I grew up with parents addicted to drugs who neglected my siblings and me. I moved out of my house when I was 11 and moved in with my grandparents. I became a very angry teenager who barely graduated from high school. I didn’t care about school. I didn’t care about much of anything. After barely graduating, I started to starve myself in an attempt to control a life that was in a steep decline. I was living with a guy, and I did whatever drug came my way.
I’m not telling you these things so that you will pity me. I’m sharing this because I am the product of prayer and of God’s grace and healing. I am here today because of my grandparents lying prostrate in petition for me. I am here because God placed the desire in the hearts of others to lift me up. Today I’m a married mother who is in love with Christ. Life can still sometimes be tough, but I know I’m never alone.
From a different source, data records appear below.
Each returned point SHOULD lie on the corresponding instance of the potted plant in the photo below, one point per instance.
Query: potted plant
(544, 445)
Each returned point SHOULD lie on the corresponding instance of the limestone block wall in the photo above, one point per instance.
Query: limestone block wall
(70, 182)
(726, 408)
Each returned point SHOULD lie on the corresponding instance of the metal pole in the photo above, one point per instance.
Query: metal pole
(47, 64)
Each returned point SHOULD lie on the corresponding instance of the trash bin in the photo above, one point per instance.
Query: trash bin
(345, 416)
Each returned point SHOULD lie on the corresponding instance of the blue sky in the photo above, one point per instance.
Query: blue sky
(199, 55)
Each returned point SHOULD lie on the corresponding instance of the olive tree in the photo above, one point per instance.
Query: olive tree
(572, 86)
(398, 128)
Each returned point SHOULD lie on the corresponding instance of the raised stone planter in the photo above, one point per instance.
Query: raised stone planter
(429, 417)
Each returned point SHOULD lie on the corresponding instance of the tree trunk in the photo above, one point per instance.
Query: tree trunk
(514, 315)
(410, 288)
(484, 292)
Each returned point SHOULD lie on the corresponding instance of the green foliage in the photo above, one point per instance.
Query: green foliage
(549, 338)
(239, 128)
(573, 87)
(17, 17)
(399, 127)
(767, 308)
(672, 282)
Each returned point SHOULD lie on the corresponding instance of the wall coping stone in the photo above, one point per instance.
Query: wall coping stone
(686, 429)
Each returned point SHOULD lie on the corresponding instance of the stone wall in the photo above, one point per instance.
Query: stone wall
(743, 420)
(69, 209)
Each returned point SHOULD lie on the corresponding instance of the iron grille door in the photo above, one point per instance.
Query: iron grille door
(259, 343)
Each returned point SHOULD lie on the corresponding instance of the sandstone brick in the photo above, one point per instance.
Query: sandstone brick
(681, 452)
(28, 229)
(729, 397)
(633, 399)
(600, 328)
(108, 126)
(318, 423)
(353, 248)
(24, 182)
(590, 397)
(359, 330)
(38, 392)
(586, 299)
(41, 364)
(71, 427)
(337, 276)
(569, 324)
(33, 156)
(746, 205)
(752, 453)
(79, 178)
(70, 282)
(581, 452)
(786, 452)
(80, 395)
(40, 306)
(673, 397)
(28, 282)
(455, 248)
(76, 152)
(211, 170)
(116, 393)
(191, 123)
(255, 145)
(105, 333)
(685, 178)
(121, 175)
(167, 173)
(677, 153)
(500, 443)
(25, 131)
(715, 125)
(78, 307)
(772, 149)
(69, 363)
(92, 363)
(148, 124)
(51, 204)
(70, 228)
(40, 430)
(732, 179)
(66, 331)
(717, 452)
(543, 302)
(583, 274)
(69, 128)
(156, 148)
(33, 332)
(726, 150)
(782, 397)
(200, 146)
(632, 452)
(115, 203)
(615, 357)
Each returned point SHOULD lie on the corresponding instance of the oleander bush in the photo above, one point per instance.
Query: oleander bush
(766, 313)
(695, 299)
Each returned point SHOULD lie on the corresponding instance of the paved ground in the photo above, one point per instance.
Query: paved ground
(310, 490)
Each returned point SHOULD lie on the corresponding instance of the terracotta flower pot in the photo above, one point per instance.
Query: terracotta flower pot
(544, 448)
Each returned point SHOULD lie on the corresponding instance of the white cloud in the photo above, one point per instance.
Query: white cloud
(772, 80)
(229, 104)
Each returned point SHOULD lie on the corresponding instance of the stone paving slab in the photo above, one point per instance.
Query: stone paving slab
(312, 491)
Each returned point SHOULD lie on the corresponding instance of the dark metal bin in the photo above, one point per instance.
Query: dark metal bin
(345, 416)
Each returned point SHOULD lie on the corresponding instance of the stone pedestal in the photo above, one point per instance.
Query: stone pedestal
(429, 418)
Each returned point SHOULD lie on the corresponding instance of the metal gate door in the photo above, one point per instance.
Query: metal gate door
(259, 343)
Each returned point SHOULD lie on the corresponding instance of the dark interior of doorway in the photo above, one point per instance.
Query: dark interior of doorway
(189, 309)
I know this email is scattered, but the Spirit urged me to write you, so I have. Please pray that I will not be comfortable with a complacent relationship with Christ.”
I hope this woman’s willingness to share her wounds as well as her healing touched you as deeply as it touched me.
He is risen. And we are risen with Him. Alleluia! Now let us live lives that proclaim this Good News!
“For I am about to create new heavens and a new earth; the former things shall not be remembered or come to mind.”
*I changed some of the identifying details to protect her identity.